Temperature Correction Factors for PF readings
The dissipation factor values are highly dependent on temperature. IEEE C57.12.90 section 10.10.4 Note 3 (b) states that “Experience has shown that the variation in power factor with temperature is substantial and erratic so that no single correction curve will fit all cases.” Nevertheless, correction factor tables have traditionally been used to bring all data to a common base of 20 °C. It is imperative only to compare a specimen’s PF values that are taken at a similar temperature or corrected to the same temperature accurately. For different specimens, changes in temperature affect PF values in different ways. And even the same specimen will become more temperature dependent as it ages. Temperature correction factors are highly dependent on insulating material, its structure, ageing, presence of moisture or contamination and other influences. However, temperature correction data is based upon the average values. Since each test object is unique, using these average corrections introduces errors.
New transformers have relatively weak temperature dependence and the use of standard tables overcompensates. As the object ages, same average correction factors would under compensate and error pre- dominates in the other direction. Trending of PF values becomes more critical in the second half of the life cycle. In this second half, correction factors should be larger because of the increased effect of temperature on the insulation.
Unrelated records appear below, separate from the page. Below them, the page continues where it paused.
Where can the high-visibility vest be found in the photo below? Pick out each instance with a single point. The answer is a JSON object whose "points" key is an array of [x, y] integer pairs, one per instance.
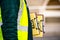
{"points": [[24, 24]]}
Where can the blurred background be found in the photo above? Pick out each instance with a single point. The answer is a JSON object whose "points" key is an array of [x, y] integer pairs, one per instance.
{"points": [[51, 11]]}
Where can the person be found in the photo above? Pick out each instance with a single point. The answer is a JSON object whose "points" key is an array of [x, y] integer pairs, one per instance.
{"points": [[9, 13]]}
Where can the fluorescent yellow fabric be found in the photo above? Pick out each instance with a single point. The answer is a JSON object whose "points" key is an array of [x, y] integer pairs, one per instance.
{"points": [[24, 17], [23, 35]]}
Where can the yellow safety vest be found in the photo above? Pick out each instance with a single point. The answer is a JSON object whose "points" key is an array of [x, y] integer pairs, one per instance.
{"points": [[23, 22]]}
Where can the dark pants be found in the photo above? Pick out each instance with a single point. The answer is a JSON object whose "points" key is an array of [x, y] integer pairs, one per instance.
{"points": [[9, 12]]}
Using average factors can lead to incorrect trending and inaccurate estimation of the remaining healthy life of the object. IEEE Standard 62-1995 states, “Testing at temperatures below freezing should be avoided, since this could significantly affect the measurement.
Among the primary reasons for performing this test is the capability of detecting moisture in insulation. The electrical characteristics of ice and water are quite different and it is much more difficult to detect the presence of ice than it is to detect water; sometimes it is impossible. ”Measuring PF at too high or too low a temperature can introduce errors, and the IEEE recommends performing PF tests at or near
However, it’s not always practical to cool down or heat up the test specimen to 20 °C. Fortunately, new technology makes it possible to accurately correct PF values to 20 °C without resorting to correction factor tables based on averages. Using dielectric frequency response (DFR), the unique temperature correction factor of each test object can be determined. This is possible because a PF measurement at a certain temperature and frequency corresponds to a PF measurement made at different temperature and frequency. Therefore by measuring PF at different frequencies, it is possible to determine the temperature dependence of the specific test object. With this technique,
PF can be measured at any insulation temperature
[5 °C – 50 °C] and then corrected to 20 °C accurately and precisely.
Electric apparatus has failed and will continue to fail because of insulation deterioration. A proactive approach is the key to monitoring the integrity of the insulation system and preventing or at least anticipating such failures. Tan delta/power factor diagnostic testing is an important tool in determining the quality of the insulation and estimating its remaining healthy life.
Dissipation factor readings are dependent on various factors and it is important to be aware of these. Test voltage, electrostatic interference, temperature, humidity, surface losses and other parameters can greatly influence PF measurements. A better understanding of the impact of these parameters will help in obtaining accurate measurements that can be relied upon in the decision making process.